Jihad chiude la conversazione, ma dopo quasi un chilometro gira ad una rotonda e punta sull’albergo. Era solo un problema di sensi unici, la superstrada non perdona. Finalmente arriviamo nel piazzale (che bella la luce, vaffanculo all’inquinamento luminoso) e Jihad, ferma la macchina. Mi giro verso di lui e chiedo quanto gli devo. Mi fa un segno con la mano tipo “ma sei scemo?” – “No scusa mi hai portato fin qui, adesso mi dici quanto vuoi, è giusto così”.
Sorride e scopro che il truce Jihad ha un sorriso dolcissimo. “You help my country, I help you. If you need anything, call me this is my number” e mi scrive il suo numero su un foglietto di carta. Jihad, grazie, stretta di mano. E in quei 20 metri fino alle scale dell’albergo vorrei prendermi a schiaffi cento volte.

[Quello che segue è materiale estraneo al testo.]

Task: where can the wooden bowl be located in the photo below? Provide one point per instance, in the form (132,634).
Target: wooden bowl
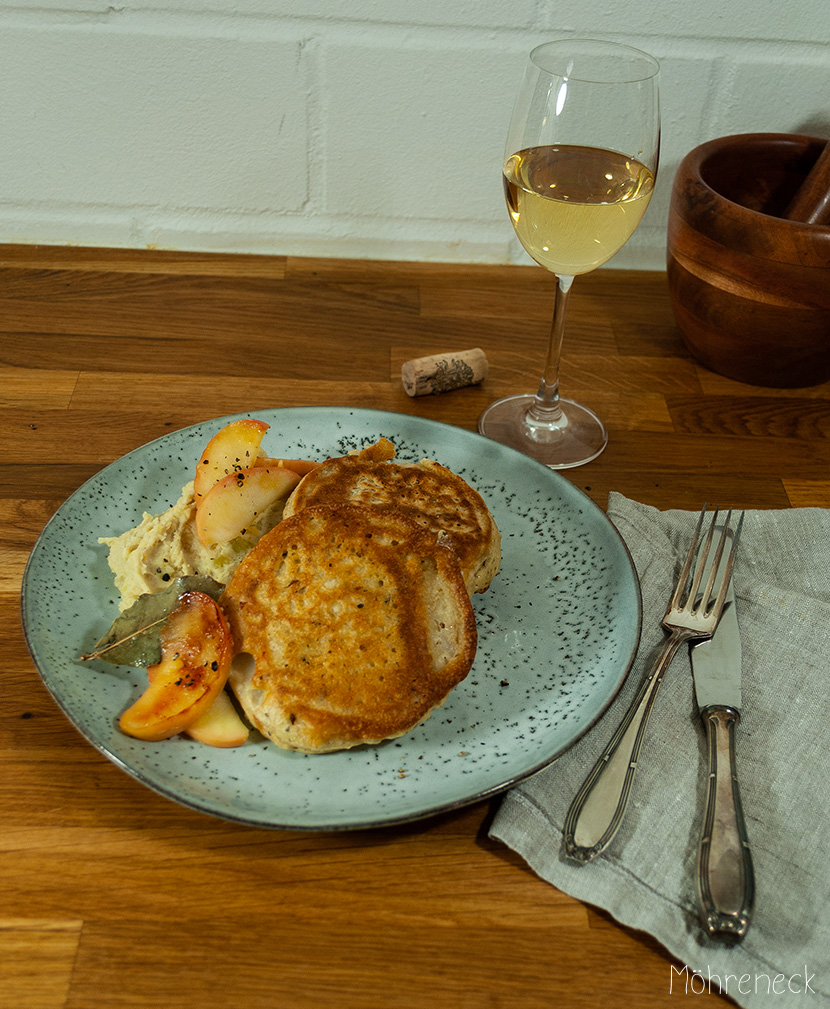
(750,292)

Ladro, jihadista, ma che imbecille sono? Io che mi picco di non lasciarmi prendere dai luoghi comuni, ho giudicato questa persona gentile come un ladro o un jihadista, solo perché ha una grande barba nera, occhi neri e ….. e cos’altro? Nulla, assolutamente nulla, sono un’imbecille.
Vado in camera scrivo la storia, credo di averla messa su FB e invece non l’ha accettata e non l’ho manco salvata. E’ venuta a galla con l’esplosione di Beirut. Questo è il Libano, il mio Libano in equilibrio tra mare e montagne, tra guerra e pace, tra Islam e cristianesimo, tra Israele e Siria, un crogiuolo di contraddizioni in cui qualcuno può anche dimenticarsi di quasi 4.000 tonnellate di nitrato di ammonio o forse qualcuno altro sapeva che c’era un deposito di armi nascosto, magari di Hezbollah.